Anyway, I wrapped up and went back to the kitchen and told Grandma I was done, and she went in and finished whatever else needed to be done.

This even never happened again, nor was it discussed or talked about in any way. I wasn’t critiqued on my butt wiping skill, I wasn’t asked how I felt about having done it, nothing at all. I suspect no-one but the three of us ever knew it happened until I wrote this post.

I didn’t really feel anything strongly about it. I was prepared to become a more active care giver if that’s what was asked, but it never was. I don’t know the real reason I was asked that one time. Was it a test? Maybe.

There’s a very unique level of intimacy and trust involved when caring for the body of another human being when they are completely helpless. Whether it’s a baby, an old person, or someone whose body simply doesn’t work for them. Helping them maintain dignity and respect is the job of the care giver, because they hold all the power.

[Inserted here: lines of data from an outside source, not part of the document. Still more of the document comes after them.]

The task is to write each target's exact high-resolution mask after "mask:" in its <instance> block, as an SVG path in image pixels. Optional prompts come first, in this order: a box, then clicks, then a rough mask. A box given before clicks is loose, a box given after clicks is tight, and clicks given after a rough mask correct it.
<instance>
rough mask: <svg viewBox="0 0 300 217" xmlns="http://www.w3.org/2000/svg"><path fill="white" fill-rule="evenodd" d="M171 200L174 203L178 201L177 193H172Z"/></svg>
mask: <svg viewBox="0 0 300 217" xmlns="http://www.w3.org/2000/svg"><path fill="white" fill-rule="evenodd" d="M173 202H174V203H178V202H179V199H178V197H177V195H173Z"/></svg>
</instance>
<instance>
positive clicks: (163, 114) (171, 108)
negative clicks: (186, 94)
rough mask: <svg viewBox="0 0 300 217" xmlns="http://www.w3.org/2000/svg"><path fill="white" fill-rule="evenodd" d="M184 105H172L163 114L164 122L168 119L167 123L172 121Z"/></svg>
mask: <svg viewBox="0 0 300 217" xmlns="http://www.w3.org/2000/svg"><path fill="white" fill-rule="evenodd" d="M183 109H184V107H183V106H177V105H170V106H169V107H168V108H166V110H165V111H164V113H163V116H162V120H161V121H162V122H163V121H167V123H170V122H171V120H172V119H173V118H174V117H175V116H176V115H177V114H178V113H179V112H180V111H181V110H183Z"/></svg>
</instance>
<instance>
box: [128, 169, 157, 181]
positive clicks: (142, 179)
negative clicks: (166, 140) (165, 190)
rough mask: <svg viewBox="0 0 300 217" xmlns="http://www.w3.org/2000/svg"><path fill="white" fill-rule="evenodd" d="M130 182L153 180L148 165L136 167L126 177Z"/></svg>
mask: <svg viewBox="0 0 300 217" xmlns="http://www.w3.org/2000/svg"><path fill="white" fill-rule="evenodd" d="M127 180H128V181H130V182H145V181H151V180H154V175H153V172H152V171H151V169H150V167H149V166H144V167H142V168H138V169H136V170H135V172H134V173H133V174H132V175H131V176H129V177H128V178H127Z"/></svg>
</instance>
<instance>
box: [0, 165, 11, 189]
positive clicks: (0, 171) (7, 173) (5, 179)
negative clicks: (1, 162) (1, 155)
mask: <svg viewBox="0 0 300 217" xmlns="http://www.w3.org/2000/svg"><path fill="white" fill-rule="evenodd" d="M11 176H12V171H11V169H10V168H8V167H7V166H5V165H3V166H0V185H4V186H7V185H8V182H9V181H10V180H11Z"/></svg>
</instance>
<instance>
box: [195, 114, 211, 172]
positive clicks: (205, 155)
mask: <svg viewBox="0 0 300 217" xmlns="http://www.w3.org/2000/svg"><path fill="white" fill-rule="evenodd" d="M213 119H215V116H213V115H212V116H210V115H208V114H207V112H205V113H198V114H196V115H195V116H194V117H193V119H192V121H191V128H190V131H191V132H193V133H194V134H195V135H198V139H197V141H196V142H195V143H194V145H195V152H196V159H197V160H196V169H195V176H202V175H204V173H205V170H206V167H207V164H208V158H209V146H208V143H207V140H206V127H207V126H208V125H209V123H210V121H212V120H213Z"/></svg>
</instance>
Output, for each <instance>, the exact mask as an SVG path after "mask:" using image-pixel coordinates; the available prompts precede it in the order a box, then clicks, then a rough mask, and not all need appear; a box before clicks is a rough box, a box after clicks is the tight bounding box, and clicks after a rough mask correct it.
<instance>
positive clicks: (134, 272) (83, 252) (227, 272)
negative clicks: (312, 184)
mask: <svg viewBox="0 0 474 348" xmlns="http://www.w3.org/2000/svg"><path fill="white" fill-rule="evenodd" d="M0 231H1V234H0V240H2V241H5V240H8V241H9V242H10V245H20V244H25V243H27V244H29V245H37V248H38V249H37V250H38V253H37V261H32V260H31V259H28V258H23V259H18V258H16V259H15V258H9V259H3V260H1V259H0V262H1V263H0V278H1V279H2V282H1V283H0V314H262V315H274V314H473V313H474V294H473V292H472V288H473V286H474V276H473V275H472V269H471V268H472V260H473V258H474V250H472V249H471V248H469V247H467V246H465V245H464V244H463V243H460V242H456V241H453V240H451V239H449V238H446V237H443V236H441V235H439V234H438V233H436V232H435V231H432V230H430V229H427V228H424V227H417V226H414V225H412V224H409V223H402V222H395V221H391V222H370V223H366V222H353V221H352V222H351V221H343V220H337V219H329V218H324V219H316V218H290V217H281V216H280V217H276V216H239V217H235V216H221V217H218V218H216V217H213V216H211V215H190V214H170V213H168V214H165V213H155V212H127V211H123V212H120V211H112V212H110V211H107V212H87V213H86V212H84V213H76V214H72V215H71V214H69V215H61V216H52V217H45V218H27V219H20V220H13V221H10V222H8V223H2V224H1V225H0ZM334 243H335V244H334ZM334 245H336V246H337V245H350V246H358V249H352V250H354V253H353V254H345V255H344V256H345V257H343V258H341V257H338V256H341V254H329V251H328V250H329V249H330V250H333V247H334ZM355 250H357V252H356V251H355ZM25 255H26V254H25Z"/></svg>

Grandpa was never anything but kind, and I was ready to return it in that unique way if it was asked. It just never was.

One thought on “Untitled Post About Grandpa

  1. What a unique treasure you are and with this post, it’s like you’re showing us a map of all that led to you being you.

    The relationship between caregiver and care recipient is such a deep one that transforms both people in big ways. Especially so when it’s a non professional one because like with this story from your life, it often involves a role reversal (children being cared for by adults then growing up to care for them in their older age). So much love.